16. (SBU) Spanish military cooperation matters. The bases of
Rota and Moron are strategic hubs, midway between the U.S.
and Afghanistan and Iraq. U.S. planes and ships account for
around 5,000 flights and 250 port calls a year in Spain. The
Spanish military is pro-U.S. and pro-NATO. We need to keep
this relationship strong. Spain has nearly 800 personnel in
Afghanistan and runs a provincial reconstruction team in
Badghis province. Spain has contributed some 150 million
Euros in Afghan reconstruction funds. Planning is underway
to allow the Spanish to train and equip an Afghan Army
company, which we hope will be a prelude to the training and
equipment of a full battalion. Spain has nearly 1,100 troops
with UNIFIL in Lebanon and about 700 in Kosovo. On Iraq,
Spain has contributed $22 million to the Basrah Children's
Hospital and a further $28 million in development funding for
Iraq. Spain's total commitment to the Iraq Compact was USD
225 million. The Spanish Foreign Ministry says that Spain
has disbursed all of its pledge except for its concessional
loans, which are pending completion of project proposals.
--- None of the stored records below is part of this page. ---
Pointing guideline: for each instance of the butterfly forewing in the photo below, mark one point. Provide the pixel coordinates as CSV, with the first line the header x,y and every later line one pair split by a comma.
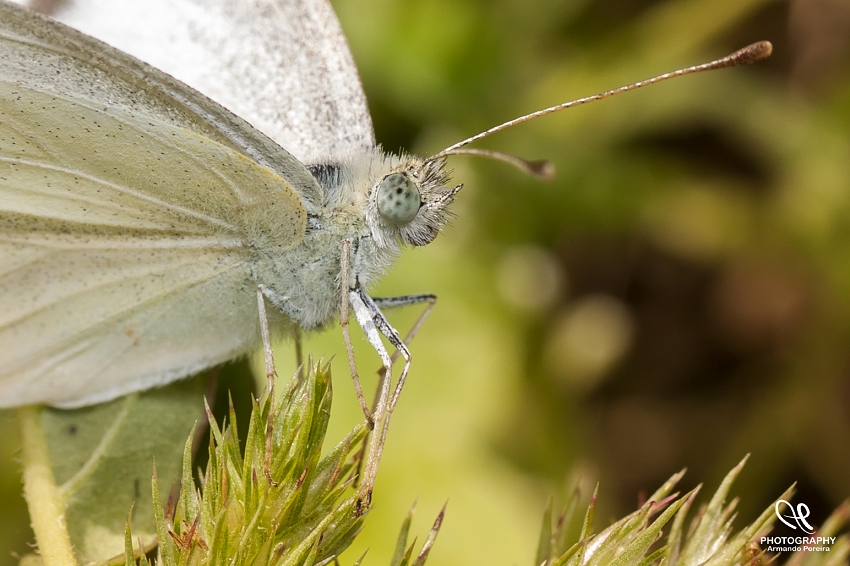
x,y
128,216
284,66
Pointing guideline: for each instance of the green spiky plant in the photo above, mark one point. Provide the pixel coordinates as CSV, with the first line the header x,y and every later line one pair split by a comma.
x,y
277,503
280,502
637,539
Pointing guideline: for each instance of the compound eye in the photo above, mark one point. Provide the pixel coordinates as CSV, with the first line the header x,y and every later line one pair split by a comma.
x,y
398,199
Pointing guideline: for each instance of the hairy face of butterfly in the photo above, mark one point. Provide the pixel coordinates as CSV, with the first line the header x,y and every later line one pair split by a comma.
x,y
410,202
398,199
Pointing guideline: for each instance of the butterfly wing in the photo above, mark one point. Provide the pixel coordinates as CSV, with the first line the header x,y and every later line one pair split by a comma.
x,y
130,207
282,65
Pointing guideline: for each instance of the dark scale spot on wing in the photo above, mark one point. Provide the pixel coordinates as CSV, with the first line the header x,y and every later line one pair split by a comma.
x,y
327,174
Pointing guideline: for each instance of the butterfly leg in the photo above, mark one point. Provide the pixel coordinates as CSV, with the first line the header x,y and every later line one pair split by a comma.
x,y
271,373
406,300
345,276
375,324
299,353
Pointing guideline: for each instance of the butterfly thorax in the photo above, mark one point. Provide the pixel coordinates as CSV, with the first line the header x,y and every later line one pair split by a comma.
x,y
380,203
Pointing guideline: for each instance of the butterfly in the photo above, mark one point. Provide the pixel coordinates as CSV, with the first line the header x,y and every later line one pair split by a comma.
x,y
145,225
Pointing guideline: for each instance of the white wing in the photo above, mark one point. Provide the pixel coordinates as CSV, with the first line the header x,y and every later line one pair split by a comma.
x,y
282,65
129,210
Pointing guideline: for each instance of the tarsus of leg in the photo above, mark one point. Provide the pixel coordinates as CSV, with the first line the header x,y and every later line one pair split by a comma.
x,y
363,312
270,377
345,275
299,353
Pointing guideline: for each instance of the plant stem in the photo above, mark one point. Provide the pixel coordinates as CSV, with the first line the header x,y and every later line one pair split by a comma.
x,y
43,500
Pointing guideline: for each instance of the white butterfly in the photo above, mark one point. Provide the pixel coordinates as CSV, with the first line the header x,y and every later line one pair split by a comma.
x,y
138,218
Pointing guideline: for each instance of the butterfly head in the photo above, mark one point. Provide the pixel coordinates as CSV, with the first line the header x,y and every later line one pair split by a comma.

It
also has provided through UNHCR over 800,000 euros for
refugee and displaced persons relief in Jordan and Syria.
Spain is an active participant in EU-Iraq negotiations on an
economic cooperation agreement that would provide additional
funding for training and development activities.
Security Assessment

17. (U) In general, Spain is safe. However, Madrid,
Barcelona and other large cities in Spain attract a large
number of criminals and pickpockets and frequent incidents of
crime of opportunity against the unwary do occur. It is best
to carry only essential items including a photocopy of your
passport's photo page. Visitors can protect themselves
against crime by being street-smart, alert and aware of their
surroundings. Travelers are encouraged to review the most
recent Worldwide Caution issued by the Department of State.
As the Department of State continues to develop information
on any potential security threats to Americans overseas, it
shares credible threat information through its Consular
Information Program documents, available on the Internet at
http://travel/ Additional information regarding
safety and security in Spain is available on the U.S.